Не намного более благоприятными были и условия дальнейшего развития. «Желая отдаться исключительно литературной работе, я делал попытки найти какую-то должность при издательстве или постоянную работу при газете, но в то время так бедно оплачивался литературный труд, — пишет Александр Олесь в автобиографии, — что я вынужден был взять, возможно, наиболее отвратительную работу из всех работ. В октябре 1909 года я поступил на киевские городские скотобойни, где и прослужил до начала 1919 года. В атмосфере кровавого пара, хрипа и агонии умирающих животных пришлось мне «продолжать» литературную работу, но это уже была любительская работа».
В определенном смысле «любительской» была вся украинская литература в Российской империи. В 20-е годы ситуация меняется: даже небольшого ослабления имперского гнета было достаточно для утверждения абсолютно новых, уже не «любительских» правил игры. И хотя в начале 30-х литературно-творческое «любительство» усилиями ВКП(б) и НКВД снова утвердилось в Украине, обеспечив себе на долгие десятилетия (по сути, до сих пор) достаточно крепкие позиции в сталинских творческих союзах, все же делать вид, что якобы украинская культура — это бесконечная пора сентиментального народничества, оказались уже не в силах даже самые рьяные противники ее модернизации.
Как бы там ни было, а после 20-х годов, после молодого Тычины, Рыльского, Семенко, Зерова украинская поэзия, несмотря на отчаянные усилия гауляйтеров от соцреализма, уже не могла вернуться к языково-стилистической скованности и ограниченности, присущей практически всем поэтам послешевченковой поры. Олесь, вне сомнения, ощущал суть проблемы, с которой сталкивалось его поколение и которая состояла не столько в цензурных ущемлениях, сколько во всеобщей общественной дисфункциональности украинского языка. «Мой друг! — писал поэт жене. — Где же в украинском языке готовые формы, готовые категории для выражения всех переживаний души и разума? Их нет, и мне пришлось их создавать. Этого критика не отметила, и ни один из головотяпов не задумался даже над этим».

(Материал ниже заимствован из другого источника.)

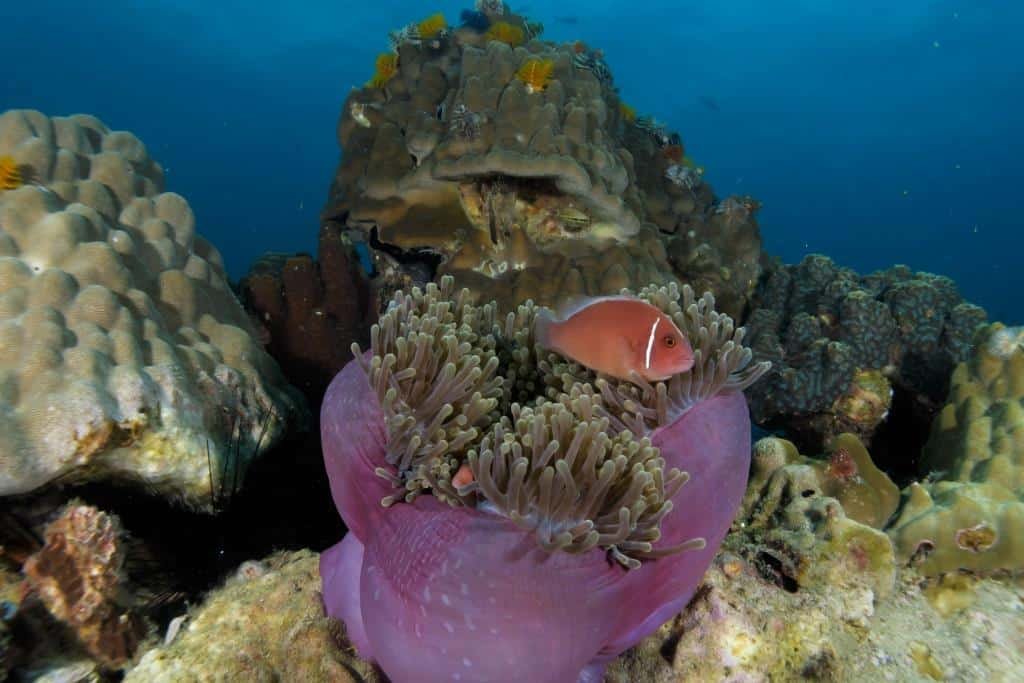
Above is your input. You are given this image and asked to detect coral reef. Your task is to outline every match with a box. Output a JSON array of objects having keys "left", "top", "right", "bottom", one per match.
[
  {"left": 116, "top": 551, "right": 1024, "bottom": 683},
  {"left": 323, "top": 8, "right": 761, "bottom": 316},
  {"left": 746, "top": 433, "right": 899, "bottom": 528},
  {"left": 23, "top": 501, "right": 146, "bottom": 668},
  {"left": 0, "top": 155, "right": 25, "bottom": 191},
  {"left": 321, "top": 278, "right": 770, "bottom": 681},
  {"left": 0, "top": 111, "right": 301, "bottom": 506},
  {"left": 890, "top": 324, "right": 1024, "bottom": 574},
  {"left": 729, "top": 434, "right": 898, "bottom": 597},
  {"left": 748, "top": 255, "right": 985, "bottom": 451},
  {"left": 604, "top": 553, "right": 1024, "bottom": 683},
  {"left": 240, "top": 225, "right": 377, "bottom": 404},
  {"left": 125, "top": 551, "right": 383, "bottom": 683}
]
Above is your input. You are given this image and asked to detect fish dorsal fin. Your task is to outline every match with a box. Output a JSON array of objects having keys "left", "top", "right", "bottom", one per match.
[{"left": 555, "top": 294, "right": 643, "bottom": 323}]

Даже если согласиться, что Олесь так и не создал ни одного действительно полновесного на сегодняшний взгляд стихотворения, оставшись велеречивым, наивно-сентиментальным последователем Надсона, Бальмонта и Фофанова, его многочисленные строки, строфы, образы были настоящим прорывом в новую практику, предвещая, вне сомнения, приход молодого гениального Тычины, молодого рафинированного Рыльского или того же эрудита Зерова, который в упомянутой статье честно признал: «Припоминаю свои первые впечатления от Олеся 1906—1908 гг., как я выискивал его стихи по тогдашним декламаторам, как поражали они меня свежестью и непосредственностью...».
Может, этого и недостаточно, чтобы через девять десятилетий перечитывать поэта постоянно и, как говорят, «для души», однако абсолютно достаточно, чтобы уважительно вспомнить его имя, оглядываясь не только на Литературу, но и на Историю.